Oliver Ackermann a toujours entretenu un rapport ambigu avec la notion d’influence, affirmant parfois que les groupes qu’il aime alimentent inconsciemment ses chansons, et démentant au contraire, à d’autres moments, l’idée qu’A Place To Bury Strangers puisse s’inscrire dans un courant tracé par d’autres dans le passé. Il prétend ne pas être influencé et, en même temps, ne jamais modifier une chanson s’il se rend compte  à posteriori qu’il a été inconsciemment influencé ; il veut affirmer la personnalité de sa musique, sans pour autant jamais se forcer à sonnerdifférent. Bien qu’il ne l’ait jamais formulé ainsi, la vérité est que son groupe synthétise tellement de courants dans un bloque uniforme que ses affirmations contraires sont, au final, toutes justes. Alors qu’il s’agit, et musicalement et en termes de démarches de mouvements parfois opposés, A Place To Bury Strangers renvoie à la fois au post-punk (Joy Division, les voix hantées, les rythmiques tranchantes, le rapport à l’esthétique), au shoegaze (My Bloody Valentine, Slowdive, la passion pour le mur du son), au courant c86 (Jesus & Mary Chain, un sens pour les chansons qui ne prennent forme qu’au moment venu), à la cold wave (l’axe The Cure et Depeche Mode que l’on peut respectivement retrouver sur I Know I’ll See etKeep Slipping Away) et à Sonic Youth (maltraiter ses guitares comme un acte de création artistique et non comme une posture de rébellion). Et encore, on pourrait creuser bien plus longuement ces affiliations.
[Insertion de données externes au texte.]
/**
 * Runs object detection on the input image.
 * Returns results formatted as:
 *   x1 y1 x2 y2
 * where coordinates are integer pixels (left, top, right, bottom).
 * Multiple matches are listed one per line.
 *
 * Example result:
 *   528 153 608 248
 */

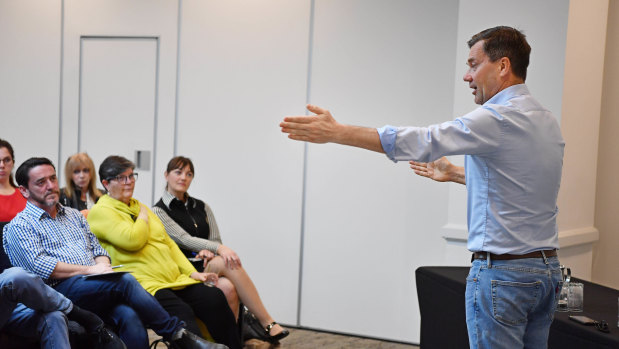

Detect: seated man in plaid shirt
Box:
3 158 225 349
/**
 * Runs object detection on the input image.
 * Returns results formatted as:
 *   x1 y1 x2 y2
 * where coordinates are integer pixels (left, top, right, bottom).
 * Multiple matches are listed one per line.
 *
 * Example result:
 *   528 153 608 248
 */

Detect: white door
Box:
78 37 158 201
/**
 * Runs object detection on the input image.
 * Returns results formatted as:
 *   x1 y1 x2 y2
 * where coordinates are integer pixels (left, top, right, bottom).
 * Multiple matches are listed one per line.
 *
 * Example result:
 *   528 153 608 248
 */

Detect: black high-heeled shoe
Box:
243 309 290 343
265 321 290 343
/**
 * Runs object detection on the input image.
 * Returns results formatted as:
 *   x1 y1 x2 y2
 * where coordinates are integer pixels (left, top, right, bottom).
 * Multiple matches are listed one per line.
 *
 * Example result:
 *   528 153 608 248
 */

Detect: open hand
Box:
279 104 339 143
409 156 452 182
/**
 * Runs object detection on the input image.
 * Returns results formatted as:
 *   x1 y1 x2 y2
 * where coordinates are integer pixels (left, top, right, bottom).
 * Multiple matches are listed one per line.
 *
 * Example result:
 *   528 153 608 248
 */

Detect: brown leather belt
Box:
471 250 557 262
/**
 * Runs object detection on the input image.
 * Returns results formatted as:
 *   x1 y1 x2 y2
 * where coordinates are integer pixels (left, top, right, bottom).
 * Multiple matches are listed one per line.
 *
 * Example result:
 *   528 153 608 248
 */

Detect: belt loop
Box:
540 250 548 265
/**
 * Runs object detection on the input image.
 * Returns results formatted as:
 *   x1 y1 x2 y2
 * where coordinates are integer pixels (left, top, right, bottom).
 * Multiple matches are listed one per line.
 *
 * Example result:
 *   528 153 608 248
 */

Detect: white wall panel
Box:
177 0 310 324
301 1 458 342
0 0 61 169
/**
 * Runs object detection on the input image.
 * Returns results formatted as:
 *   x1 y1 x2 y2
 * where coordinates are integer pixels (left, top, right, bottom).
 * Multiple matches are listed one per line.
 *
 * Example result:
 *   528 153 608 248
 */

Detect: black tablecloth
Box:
415 267 619 349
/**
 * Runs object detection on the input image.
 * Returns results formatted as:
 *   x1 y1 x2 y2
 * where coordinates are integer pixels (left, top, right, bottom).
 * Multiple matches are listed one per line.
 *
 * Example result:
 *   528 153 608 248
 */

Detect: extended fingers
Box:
307 104 329 114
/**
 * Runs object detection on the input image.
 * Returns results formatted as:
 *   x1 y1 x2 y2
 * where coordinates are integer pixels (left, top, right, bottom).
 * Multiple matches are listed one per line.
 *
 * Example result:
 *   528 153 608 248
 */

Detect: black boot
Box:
172 328 228 349
90 325 127 349
67 304 127 349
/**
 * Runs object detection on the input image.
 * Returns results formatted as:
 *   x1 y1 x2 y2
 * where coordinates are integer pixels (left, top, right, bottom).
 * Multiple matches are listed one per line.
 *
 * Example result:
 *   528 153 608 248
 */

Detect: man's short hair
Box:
99 155 135 183
468 26 531 81
15 158 56 189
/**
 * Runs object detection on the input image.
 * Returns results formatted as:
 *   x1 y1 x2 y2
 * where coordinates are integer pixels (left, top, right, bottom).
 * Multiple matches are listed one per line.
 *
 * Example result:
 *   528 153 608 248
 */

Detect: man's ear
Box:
499 57 512 76
17 185 30 199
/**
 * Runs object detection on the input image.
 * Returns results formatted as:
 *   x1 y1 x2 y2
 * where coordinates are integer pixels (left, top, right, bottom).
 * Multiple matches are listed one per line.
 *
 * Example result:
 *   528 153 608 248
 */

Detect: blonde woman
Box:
60 153 103 217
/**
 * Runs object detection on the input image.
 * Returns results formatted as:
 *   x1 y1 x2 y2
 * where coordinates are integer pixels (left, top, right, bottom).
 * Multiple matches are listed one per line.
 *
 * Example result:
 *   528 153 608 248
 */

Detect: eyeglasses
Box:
107 172 138 184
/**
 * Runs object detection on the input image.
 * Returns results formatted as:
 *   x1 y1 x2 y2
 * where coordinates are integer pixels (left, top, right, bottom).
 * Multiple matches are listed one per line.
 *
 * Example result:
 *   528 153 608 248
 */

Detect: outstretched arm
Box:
409 156 466 185
279 104 384 153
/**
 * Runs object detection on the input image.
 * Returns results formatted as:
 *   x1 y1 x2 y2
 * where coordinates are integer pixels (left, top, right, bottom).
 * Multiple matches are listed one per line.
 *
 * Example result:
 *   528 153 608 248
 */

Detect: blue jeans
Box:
465 257 562 349
55 273 185 349
0 268 73 348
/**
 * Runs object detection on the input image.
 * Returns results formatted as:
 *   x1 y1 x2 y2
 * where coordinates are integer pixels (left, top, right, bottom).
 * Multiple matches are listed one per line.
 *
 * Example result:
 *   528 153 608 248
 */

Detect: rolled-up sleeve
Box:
377 108 503 162
376 125 397 162
3 222 58 280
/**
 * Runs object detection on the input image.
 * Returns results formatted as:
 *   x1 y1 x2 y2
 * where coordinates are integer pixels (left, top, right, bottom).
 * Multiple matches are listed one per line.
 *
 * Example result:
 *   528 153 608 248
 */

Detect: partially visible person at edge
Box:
153 156 289 342
280 26 565 349
0 267 126 349
3 158 225 349
88 156 242 349
60 153 103 217
0 139 26 222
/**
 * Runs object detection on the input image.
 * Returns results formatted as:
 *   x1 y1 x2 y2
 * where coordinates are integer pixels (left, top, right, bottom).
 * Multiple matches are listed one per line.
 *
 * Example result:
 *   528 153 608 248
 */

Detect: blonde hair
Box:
64 153 103 201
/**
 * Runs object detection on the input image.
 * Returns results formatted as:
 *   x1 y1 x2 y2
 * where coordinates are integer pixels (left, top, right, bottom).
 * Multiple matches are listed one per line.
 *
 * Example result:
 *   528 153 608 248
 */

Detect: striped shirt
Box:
152 190 222 253
2 202 109 286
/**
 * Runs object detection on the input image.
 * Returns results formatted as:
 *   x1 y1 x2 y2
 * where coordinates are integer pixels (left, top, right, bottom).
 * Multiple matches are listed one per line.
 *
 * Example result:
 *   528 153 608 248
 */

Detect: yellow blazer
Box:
88 195 200 295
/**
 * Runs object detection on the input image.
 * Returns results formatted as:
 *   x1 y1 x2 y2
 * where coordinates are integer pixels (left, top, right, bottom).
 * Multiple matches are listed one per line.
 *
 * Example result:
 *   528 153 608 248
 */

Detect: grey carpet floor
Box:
149 328 419 349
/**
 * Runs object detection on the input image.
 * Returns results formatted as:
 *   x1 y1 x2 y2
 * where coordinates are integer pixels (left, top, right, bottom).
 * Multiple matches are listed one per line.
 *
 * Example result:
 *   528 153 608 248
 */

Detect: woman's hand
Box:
189 271 219 285
86 262 114 274
217 245 242 269
196 250 215 268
Mais pour la première fois, on sent qu’A Place To Bury Strangers est en train de dépasser ça. Onwards to the Wall est un EP qui n’a rien à prouver, une respiration où l’on n’est pas obligé de cacher ses faiblesses. A Place To Bury Strangers se met à nu, et cette nudité dévoile un groupe respectueux de ses ainés qui sait à qui il doit son songwriting. Ici il n’y aura aucun titre dérangeant et ambitieux, rien qui ne s’approche d’un To Fix The Gash In Your Head, mais à la place, on trouvera un groupe qui n’essaye plus d’effacer ses traces et qui ne se sert plus du mix pour cacher des choses. C’est comme si Oliver Ackermann acceptait enfin l’ambivalence ! My weakness, avant dernier titre du premier album, me revient en tête, comme si déjà à cette époque, A Place To Bury Strangers ne s’adressait pas à l’amour de sa vie, mais à ces groupes qui le supportent : I don’t mind, and I don’t care, and I’ll do fine. I know you’re mine. I can’t believe I feel this way. I’ve got the spirit inside me. I know it can’t be, can’t be wrong. I know it keeps me… Des faiblesses dont ont peut être fier.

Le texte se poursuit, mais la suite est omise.